Now, with The Juicing Bible, there's a new and comprehensive source of information for anyone who wants to explore the health benefits of juicing. Here you'll find a fully illustrated reference documenting the nutritive values and healing properties of over 100 fruits, vegetables and herbs. There's also a special section that addresses 60 common health conditions -- with prescriptive advice for using specific juices, as well as beneficial dietary and lifestyle changes. And, of course, there are the juicing recipes themselves -- over 150 of them, including flavorful juices (sample a Crimson Cleanser or Beta Blast), smoothies (try the Pump It Up or Cool Down), tonics, bitters, coffee substitutes and healing teas.
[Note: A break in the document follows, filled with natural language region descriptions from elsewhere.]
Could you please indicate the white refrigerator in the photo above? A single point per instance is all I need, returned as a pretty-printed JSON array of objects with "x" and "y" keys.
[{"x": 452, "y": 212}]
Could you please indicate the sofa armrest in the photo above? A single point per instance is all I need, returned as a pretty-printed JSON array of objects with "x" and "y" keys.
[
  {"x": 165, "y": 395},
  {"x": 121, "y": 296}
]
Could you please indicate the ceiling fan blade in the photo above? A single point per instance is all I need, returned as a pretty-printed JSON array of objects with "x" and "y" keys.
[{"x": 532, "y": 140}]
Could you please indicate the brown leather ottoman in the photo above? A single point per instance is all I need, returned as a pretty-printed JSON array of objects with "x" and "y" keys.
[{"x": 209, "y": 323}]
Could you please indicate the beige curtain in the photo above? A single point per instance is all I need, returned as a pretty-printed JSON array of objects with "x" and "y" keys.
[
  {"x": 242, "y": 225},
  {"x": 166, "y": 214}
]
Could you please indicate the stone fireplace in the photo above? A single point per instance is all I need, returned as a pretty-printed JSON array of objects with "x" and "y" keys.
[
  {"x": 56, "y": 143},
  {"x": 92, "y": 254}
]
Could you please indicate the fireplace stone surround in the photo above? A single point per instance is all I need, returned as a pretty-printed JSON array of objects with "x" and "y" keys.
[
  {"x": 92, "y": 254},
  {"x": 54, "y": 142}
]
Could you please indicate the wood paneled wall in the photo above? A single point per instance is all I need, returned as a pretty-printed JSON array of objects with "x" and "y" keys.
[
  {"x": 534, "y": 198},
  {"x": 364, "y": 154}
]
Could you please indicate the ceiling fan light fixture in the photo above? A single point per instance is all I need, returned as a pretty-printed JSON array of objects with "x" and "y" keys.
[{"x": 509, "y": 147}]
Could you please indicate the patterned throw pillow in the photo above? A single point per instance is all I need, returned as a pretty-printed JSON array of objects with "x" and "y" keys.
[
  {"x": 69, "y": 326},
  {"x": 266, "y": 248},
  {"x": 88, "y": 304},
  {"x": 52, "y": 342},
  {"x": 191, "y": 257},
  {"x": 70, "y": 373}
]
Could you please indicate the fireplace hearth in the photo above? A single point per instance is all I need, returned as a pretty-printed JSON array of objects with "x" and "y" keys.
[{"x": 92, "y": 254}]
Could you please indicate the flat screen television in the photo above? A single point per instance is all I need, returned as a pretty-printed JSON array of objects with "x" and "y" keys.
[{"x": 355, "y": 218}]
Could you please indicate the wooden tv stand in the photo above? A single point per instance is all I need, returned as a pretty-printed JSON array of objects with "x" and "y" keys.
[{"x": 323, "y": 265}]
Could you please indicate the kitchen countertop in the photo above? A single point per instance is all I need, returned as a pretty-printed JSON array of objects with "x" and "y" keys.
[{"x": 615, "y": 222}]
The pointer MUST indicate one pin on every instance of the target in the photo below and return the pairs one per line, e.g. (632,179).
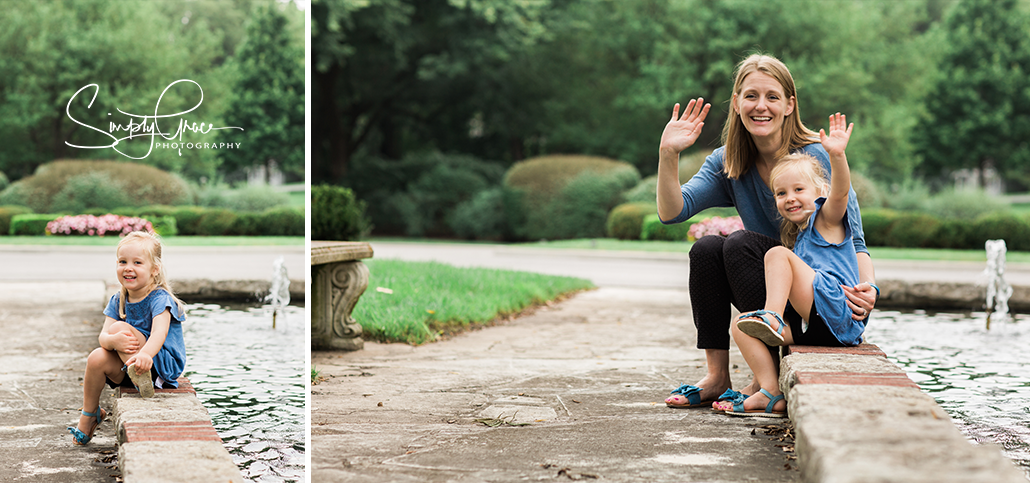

With helpful sidebars, health tips and preparation techniques throughout, The Juicing Bible is jam-packed with information. It's a BIG book -- the biggest we've ever published -- and it's an essential guide for anyone who wants to explore all the nutritional benefits that natural foods can provide.
Research has shown that freshly juiced fruits and vegetables contain literally thousands of natural chemicals that simply aren't provided by nutritional or vitamin supplements. These substances, called phytochemicals, are only now being understood; but a number of studies suggest that they play an essential role in ridding the body of potential carcinogens, as well as protecting against cellular damage. Fresh juice (unlike commercially prepared juice) contains a number of enzymes, which are essential to the proper function of the human metabolism Juicing removes much of the indigestible fiber in fruits and vegetables, which means that a substantially larger amount of available nutrients can be absorbed by the body. One study has shown that a carrot, when juiced, delivers 100 times the beta-carotene of a carrot eaten whole.